1000 mg sekali sehari IV atau oral selama 4 minggu atau 250 mg sekali sehari IV selama 4 minggu jika membaik teruskan 4 minggu lagi.


Kontraindikasi:

Hipersensitivitas, pemberian bersamaan dengan levodopa.


Peringatan dan Perhatian:

1.         Untuk gangguan kesadaran akibat cedera kepala dan bedah otak, brainact sebaiknya diberikan bersama dengan obat hemostatik.

2.         Untuk gangguan kesadaran akibat infark serebri akut, brainact sebaiknya mulai diberikan dalam waktu 2 minggu paska stroke.

3.         Pemberian IM hanya bila terpaksa.

4.         Pemberian IV : IV pelan.


Efek Samping:

Syok, ruam-ruam, psikoneurologik, gastrointestinal, fungsi hati abnormal, diplopia.

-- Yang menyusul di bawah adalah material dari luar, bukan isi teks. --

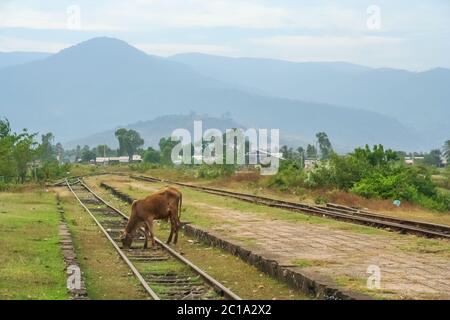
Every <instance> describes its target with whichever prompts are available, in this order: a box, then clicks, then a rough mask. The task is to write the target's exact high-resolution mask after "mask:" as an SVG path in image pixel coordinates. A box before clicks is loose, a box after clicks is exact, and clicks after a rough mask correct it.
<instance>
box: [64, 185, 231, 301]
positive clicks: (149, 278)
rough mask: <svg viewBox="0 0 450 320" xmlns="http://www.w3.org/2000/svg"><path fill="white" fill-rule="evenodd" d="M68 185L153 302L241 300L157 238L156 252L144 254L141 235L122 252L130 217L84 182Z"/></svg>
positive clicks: (142, 241)
mask: <svg viewBox="0 0 450 320" xmlns="http://www.w3.org/2000/svg"><path fill="white" fill-rule="evenodd" d="M65 182H66V185H67V187H68V188H69V189H70V191H71V192H72V193H73V195H74V196H75V197H76V199H77V200H78V201H79V202H80V204H81V206H82V207H83V208H84V209H85V210H86V211H87V212H88V213H89V215H90V216H91V217H92V219H93V220H94V221H95V223H96V224H97V225H98V227H99V228H100V230H101V231H102V232H103V233H104V235H105V236H106V238H107V239H108V240H109V241H110V242H111V244H112V245H113V247H114V248H115V249H116V251H117V252H118V253H119V255H120V257H121V258H122V259H123V260H124V261H125V263H126V264H127V265H128V267H129V268H130V269H131V271H132V272H133V274H134V275H135V276H136V278H137V279H138V280H139V282H140V283H141V285H142V287H143V288H144V290H145V291H146V292H147V293H148V295H149V296H150V297H151V298H152V299H154V300H218V299H227V300H240V297H239V296H237V295H236V294H234V293H233V292H232V291H231V290H229V289H228V288H226V287H225V286H223V285H222V284H221V283H219V282H218V281H217V280H215V279H214V278H212V277H211V276H210V275H208V274H207V273H206V272H204V271H203V270H201V269H200V268H198V267H197V266H196V265H194V264H193V263H192V262H190V261H189V260H187V259H186V258H184V257H183V256H182V255H180V254H179V253H178V252H176V251H175V250H173V249H172V248H171V247H170V246H168V245H166V244H165V243H163V242H162V241H160V240H159V239H157V238H155V240H156V243H157V246H156V247H155V248H150V249H145V250H144V249H142V247H143V241H144V237H143V234H141V235H139V237H138V238H137V239H135V241H134V242H133V245H132V247H131V249H130V250H122V243H121V241H120V239H119V234H120V231H121V230H122V229H123V228H124V227H125V225H126V223H127V221H128V217H127V216H126V215H125V214H124V213H122V212H121V211H120V210H118V209H116V208H114V207H113V206H112V205H110V204H109V203H107V202H106V201H105V200H103V199H102V198H101V197H100V196H99V195H97V194H96V193H95V192H94V191H92V190H91V189H90V188H89V187H88V186H87V185H86V184H84V182H83V181H81V180H76V181H75V182H73V183H70V182H69V181H68V180H66V181H65ZM141 232H142V231H141Z"/></svg>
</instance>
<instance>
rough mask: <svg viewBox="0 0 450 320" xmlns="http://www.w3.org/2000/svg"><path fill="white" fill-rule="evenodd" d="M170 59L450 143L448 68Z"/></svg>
mask: <svg viewBox="0 0 450 320" xmlns="http://www.w3.org/2000/svg"><path fill="white" fill-rule="evenodd" d="M171 60H173V61H178V62H182V63H184V64H186V65H188V66H190V67H191V68H192V69H193V70H195V71H197V72H199V73H201V74H203V75H205V76H209V77H212V78H215V79H218V80H221V81H224V82H229V83H234V84H239V85H242V86H245V87H246V88H253V89H254V90H255V92H259V93H266V94H268V95H272V96H277V97H285V98H290V99H300V100H305V101H314V102H319V103H329V104H336V105H344V106H351V107H357V108H361V109H366V110H371V111H375V112H379V113H383V114H386V115H389V116H392V117H395V118H397V119H398V120H400V121H401V122H402V123H404V124H405V125H407V126H410V127H414V128H416V129H418V131H419V132H420V133H421V134H422V136H423V137H426V138H428V141H430V142H431V143H432V141H433V140H435V139H436V140H439V142H441V141H443V139H448V138H449V132H450V131H449V128H450V108H449V107H448V105H449V104H450V90H449V88H450V70H449V69H434V70H430V71H426V72H418V73H415V72H409V71H404V70H394V69H372V68H368V67H363V66H359V65H354V64H349V63H342V62H330V63H326V62H325V63H322V62H310V63H294V62H288V61H278V60H270V59H255V58H228V57H220V56H211V55H204V54H180V55H176V56H173V57H171Z"/></svg>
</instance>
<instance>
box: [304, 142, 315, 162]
mask: <svg viewBox="0 0 450 320" xmlns="http://www.w3.org/2000/svg"><path fill="white" fill-rule="evenodd" d="M306 157H307V158H308V159H317V149H316V147H314V146H313V145H311V144H308V146H307V147H306Z"/></svg>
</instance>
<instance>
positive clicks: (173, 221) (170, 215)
mask: <svg viewBox="0 0 450 320" xmlns="http://www.w3.org/2000/svg"><path fill="white" fill-rule="evenodd" d="M174 226H175V221H174V220H173V216H172V214H171V215H170V235H169V238H168V239H167V244H169V243H170V242H171V241H172V237H173V233H174V231H175V230H174Z"/></svg>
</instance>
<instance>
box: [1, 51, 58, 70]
mask: <svg viewBox="0 0 450 320" xmlns="http://www.w3.org/2000/svg"><path fill="white" fill-rule="evenodd" d="M50 55H51V53H43V52H0V69H1V68H4V67H9V66H15V65H18V64H24V63H27V62H31V61H36V60H41V59H45V58H47V57H49V56H50Z"/></svg>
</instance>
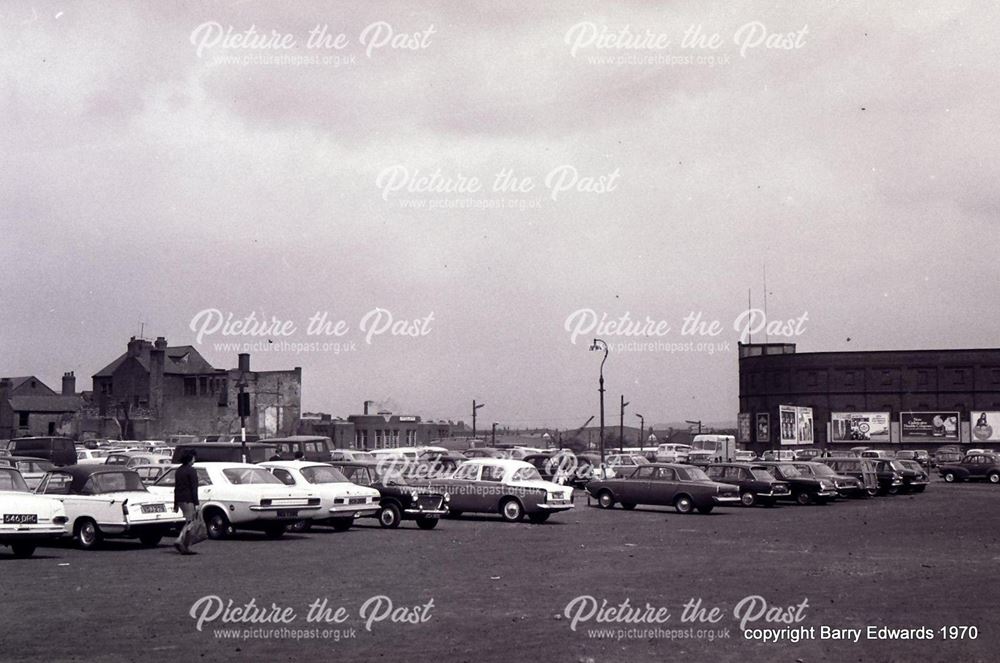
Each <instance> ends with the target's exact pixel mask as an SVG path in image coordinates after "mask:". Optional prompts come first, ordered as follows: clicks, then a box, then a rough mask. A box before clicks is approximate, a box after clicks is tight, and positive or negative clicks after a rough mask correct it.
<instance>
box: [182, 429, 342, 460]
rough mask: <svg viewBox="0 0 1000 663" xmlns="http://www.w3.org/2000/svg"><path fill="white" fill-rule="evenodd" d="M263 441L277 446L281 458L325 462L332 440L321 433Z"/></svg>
mask: <svg viewBox="0 0 1000 663" xmlns="http://www.w3.org/2000/svg"><path fill="white" fill-rule="evenodd" d="M264 442H265V443H266V444H271V445H274V446H275V447H277V449H278V451H277V454H278V455H279V456H281V460H296V459H299V460H311V461H313V462H314V463H325V462H326V461H328V460H330V450H331V449H333V441H332V440H331V439H330V438H328V437H323V436H322V435H292V436H291V437H272V438H268V439H266V440H264ZM199 460H200V457H199ZM267 460H270V458H268V459H267ZM251 462H253V461H251Z"/></svg>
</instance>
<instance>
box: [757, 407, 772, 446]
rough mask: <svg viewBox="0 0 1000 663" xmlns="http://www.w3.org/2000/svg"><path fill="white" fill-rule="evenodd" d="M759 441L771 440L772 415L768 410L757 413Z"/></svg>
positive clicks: (769, 441) (758, 439)
mask: <svg viewBox="0 0 1000 663" xmlns="http://www.w3.org/2000/svg"><path fill="white" fill-rule="evenodd" d="M757 441H758V442H770V441H771V415H769V414H768V413H767V412H758V413H757Z"/></svg>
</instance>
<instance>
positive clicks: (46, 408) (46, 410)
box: [0, 372, 83, 439]
mask: <svg viewBox="0 0 1000 663" xmlns="http://www.w3.org/2000/svg"><path fill="white" fill-rule="evenodd" d="M82 406H83V401H82V399H81V398H80V396H78V395H77V394H76V376H75V375H74V374H73V373H72V372H69V373H65V374H64V375H63V380H62V393H56V392H55V391H53V390H52V389H50V388H49V387H48V385H46V384H45V383H44V382H42V381H41V380H39V379H38V378H37V377H35V376H33V375H29V376H24V377H12V378H0V438H3V439H9V438H14V437H26V436H30V435H61V436H67V437H76V435H77V434H78V432H79V428H78V415H79V413H80V410H81V408H82Z"/></svg>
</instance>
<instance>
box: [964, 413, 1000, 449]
mask: <svg viewBox="0 0 1000 663" xmlns="http://www.w3.org/2000/svg"><path fill="white" fill-rule="evenodd" d="M969 423H970V424H972V441H973V442H1000V412H991V411H985V412H984V411H983V410H973V411H971V412H969Z"/></svg>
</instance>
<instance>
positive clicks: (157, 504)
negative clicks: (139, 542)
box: [35, 465, 184, 550]
mask: <svg viewBox="0 0 1000 663" xmlns="http://www.w3.org/2000/svg"><path fill="white" fill-rule="evenodd" d="M35 492H37V493H39V494H42V495H49V496H51V497H54V498H55V499H57V500H59V501H60V502H62V504H63V507H64V508H65V509H66V517H67V519H68V520H67V522H66V533H68V534H71V535H72V536H73V538H74V539H75V540H76V544H77V545H78V546H79V547H80V548H83V549H84V550H90V549H93V548H96V547H97V546H99V545H100V544H101V542H102V541H103V540H104V539H105V538H137V539H139V541H141V542H142V544H143V545H144V546H149V547H153V546H156V545H158V544H159V543H160V539H162V538H163V537H164V536H166V535H167V534H171V533H173V532H176V531H178V530H179V529H180V528H181V527H182V526H183V524H184V515H183V514H181V513H180V512H178V511H175V510H174V504H173V502H174V501H173V497H171V498H170V499H169V500H165V499H163V497H162V496H160V495H156V494H154V493H151V492H150V491H148V490H146V487H145V486H143V485H142V479H140V478H139V475H138V474H136V473H135V472H134V471H132V470H129V469H127V468H124V467H120V466H119V467H116V466H113V465H68V466H66V467H57V468H56V469H54V470H52V471H51V472H49V473H48V474H46V475H45V478H44V479H42V482H41V484H39V486H38V489H37V490H36V491H35Z"/></svg>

Klik di sini, untuk membaca News terkait produk



Frequently Asked Questions



FARMAKOLOGI

Bagaimana mekanisme kerja dari BRAINACT?

 

INDIKASI/KEGUNAAN

BRAINACT bisa digunakan untuk apa saja?

Apakah BRAINACT dapat digunakan untuk mengatasi penurunan daya ingat terkait usia?

Apakah BRAINACT bisa digunakan untuk mengatasi stroke hemoragik?

 

EFIKASI

Kapankah paling baik memberikan BRAINACT pada pasien yang mengalami stroke iskemik akut ?

Mana yang lebih baik, BRAINACT dosis rendah atau BRAINACT dosis tinggi untuk pasien stroke iskemik akut?

 

CARA PEMBERIAN/PENGGUNAAN

Berapakah dosis dari BRAINACT untuk mengatasi gangguan fungsi kognitif usia lanjut?

 

PASIEN KHUSUS/PERHATIAN

Apakah BRAINACT bisa diberikan pada anak-anak?

Apakah BRAINACT boleh diberikan pada ibu hamil?

Bagaimana penggunaan BRAINACT pada pasien dengan gangguan fungsi ginjal?

 

INTERAKSI OBAT

Umumnya BRAINACT berinteraksi dengan obat apa saja?

EFEK SAMPING

Apa saja efek samping BRAINACT yang sering dilaporkan?


PENYIMPANAN

Bagaimana penyimpanan produk BRAINACT?

________________________________________________________________________________________________

FARMAKOLOGI

Bagaimana mekanisme kerja dari Brainact?
Jawab:
Brainact bekerja dengan merangsang pembentukan Phosphatidylcholine di otak, selain itu dapat menghambat aktivasi fosfolipase.

_________________________________________________________________________________________________

INDIKASI/KEGUNAAN

Brainact bisa digunakan untuk apa saja?
Jawab:
Brainact bisa digunakan untuk gangguan kesadaran akibat cedera kepala, bedah otak, infark serebral stadium akut, meningkatkan rehabilitasi anggota gerak atas pada pasien hemiplegia setelah apopleksi serebral.

Apakah Brainact dapat digunakan untuk mengatasi penurunan daya ingat terkait usia?
Jawab:
Brainact  ini memang dapat membantu mengatasi hal tersebut.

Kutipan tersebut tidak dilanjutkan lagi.